Cleveland has three children from her first marriage - Jason, Matthew and Adrienne.
Jason lives on PEI and has four children, two of them at home. Matthew has two and Adrienne has two. Both live in Rusagonis.
Cleveland and Ed Haines have been together 32 years. The couple met thanks to Cleveland's ex-husband. He and Haines were friends.
"Richard said 'I know a girl you'll like,'" says Cleveland. Haines wasn't sure about getting mixed up with a friend's ex at first, but they eventually met and hit it off.
By nature, Cleveland tends to be easy-going. She's not combative in any way.
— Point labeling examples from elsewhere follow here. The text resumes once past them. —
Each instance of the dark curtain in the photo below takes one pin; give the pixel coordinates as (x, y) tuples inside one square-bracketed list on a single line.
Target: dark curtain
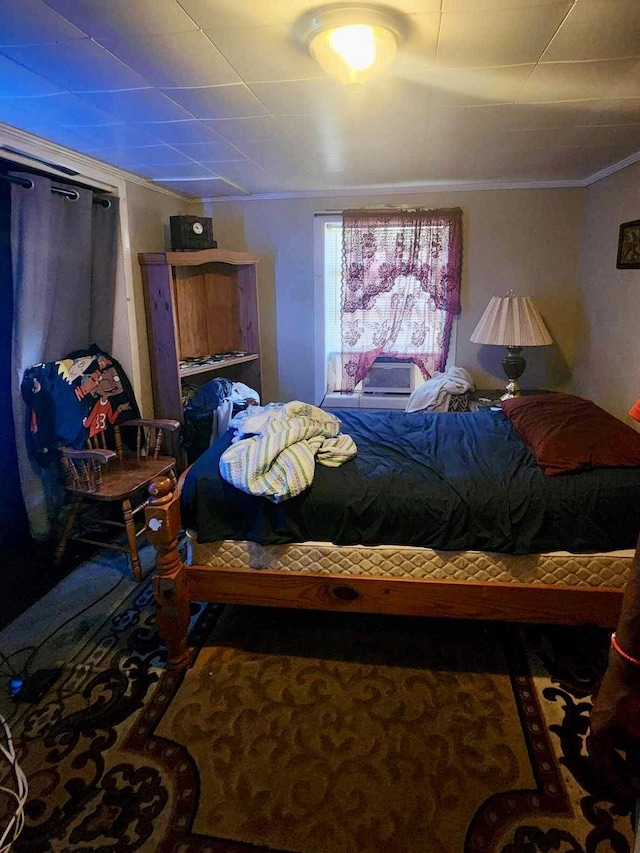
[(63, 254), (14, 524)]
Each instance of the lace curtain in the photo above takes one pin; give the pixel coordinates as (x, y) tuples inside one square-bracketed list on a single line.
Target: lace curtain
[(401, 275)]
"I'll talk myself out of a situation before I'll get involved in it," she says. "My kids are like that too. My kids have the gift of gab."
She believes she has successfully taught her children the importance of doing what they feel is right.
"They grew up with every police officer in the city knowing who they were, so they've got a pretty good sense of right and wrong," she says. "Most important, I think, with the kids, is to always be honest with everybody else as well as themselves. And in that respect, to do what is fullfilling to them."
She adds, "My kids think a lot of me and respect me and they don't shy away from saying that they love me. I think that's just about as much as you can ask."
Family has always been a priority for Cleveland, though the focus has shifted over the years from her children to her grandchildren.
"The priority has maybe changed a little bit, because when I started working it was to provide for my children. I don't have to do that now. Though they're still in the back of my mind, I can start doing some things that I want to do."
It may not be anything big, she says, and it may involve her family, but every decision she makes is no longer based on them.
Though she believes that everyone has small regrets, she says she has no big ones. "Overall I had a pretty good variety of things happen to me, but nothing bad," she says. "I've been fortunate in that respect."
Cleveland has lost both parents. Her father died in 1980.
"That was hard on everybody. He was a person who was very full of life. He was only 58 when he died - that's the same age I am now."
Her mother died three years ago.
"That was very hard. She was a crusty old lady," she says fondly, "but she was the centre of my family."
Cleveland has learned that sometimes life doesn't turn out quite the way you want it to, but it's important to work hard and to be honest.
"That's something I've always tried to do," she says.
It comes down to treating others the way you want to be treated in return.
"You have to be honest, you've got to do the best you can, and you cannot beat yourself up when it doesn't work out," she says. "You've just got to take the positive out of it and keep going."